Arriva da Londra una nitida fotografia dell’«elusivo fantasma di un’identità letteraria di Trieste», un ampio, organico, esame del mito di Trieste come città letteraria e della sua sfuggente identità. In “Trieste: italianità, triestinità e male di frontiera” (Gedit, pagg. 219, euro 18,00), Katia Pizzi, docente di letteratura e cultura italiana all’Institute of Germanic and Romance Studies della School of Advanced Study dell’Università di Londra, affronta con piglio multidisciplinare il “casus” triestino focalizzando la sua attenzione nel periodo che va tra il 1918 e il 1954, alla ricerca di una visione unitaria di quel composito, ma anche «disorganico e sfilacciato» profilo culturale che è la cifra caratteristica della città.

 

Non nuova al confronto con i labirinti identitari triestini (suo il volume “A city in Search of an Author: The Literary Identity of Trieste”, Londra-New York 2001) Katia Pizzi parte dal momento in cui «Trieste perde il ruolo economico primario goduto all’interno dell’Impero Austro-Ungarico, rimanendo gravata da emergenti problemi etnici e confinari», per addentrarsi in quella lunga stagione gravida di «presenze letterarie importanti» dove si delinea un concetto di triestinità «elusivo ma imprescindibile per una comprensione del fenomeno letterario triestino fino ai nostri giorni». Ciò che interessa alla studiosa non è tanto riesaminare e rivalutare figure canoniche della letteratura triestina, a cominciare da Italo Svevo, quanto piuttosto considerare la società – non solo letteraria – nel suo complesso alla luce dei mutamenti storici.

 

Ecco allora, per esempio, l’analisi della vena autobiografica di tanti romanzi, uno dei sentieri più battuti che portano al “mito di Trieste”, città dove «scrittori scrivono di pittori; artisti dipingono Trieste nello stile dei suoi autori.
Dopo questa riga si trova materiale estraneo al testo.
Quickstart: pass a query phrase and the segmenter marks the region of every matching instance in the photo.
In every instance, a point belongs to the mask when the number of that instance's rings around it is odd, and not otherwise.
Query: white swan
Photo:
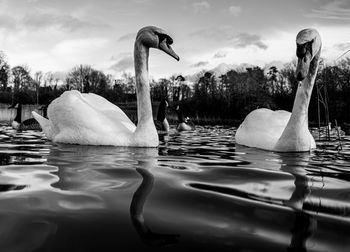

Scultori modellano busti di scrittori e dei loro figli (…)», e dove «autori triestini curano, stampano, comprano e recensiscono i reciproci sforzi letterari, dedicandoseli a vicenda», mentre «amanti sposano o fuggono insieme a mogli, mariti, figli di letterati, amici e parenti». In questo ambiente claustrofobico, autoreferenziale, tipico delle comunità ristrette e che allunga le sue propaggini fino ai nostri giorni, Katia Pizzi tratteggia una mappa variegata seguendo due principali direttive: «Trieste nella letteratura, la città nel suo aspetto antropomorfo, personificato; e Trieste e la letteratura, cioè la letteratura triestina e la triestinità».

 

Il risultato è un saggio che se da un alto non si allontana di molto da consolidate interpretazioni, dall’altro dà nel suo complesso una visione originale delle turbolenze triestine, sottolineando e sviscerando aspetti solo apparentemente secondari. Come quell’idea di “Trieste materna”, intesa come «vincolo tra cultura e nazione», che caratterizza tante opere della prima metà del Ventesimo secolo. È ciò che Roberto Curci e Gabriella Ziani indagando le scrittrici triestine chiameranno “maternalismo” e che l’autrice spiega in termini psicanalitici: l’Italia vista come madre che diventerà, nel secondo dopoguerra, matrigna, alimentando quella “nevrosi del tradimento” che ben conosciamo anche fuori dalle pagine letterarie. Uscito un po’ in sordina (e di non facilissima reperibilità) il saggio di Katia Pizzi è una bussola in più per cercare di orientarsi nell’«infinita e fondamentalmente illusoria» identità triestina.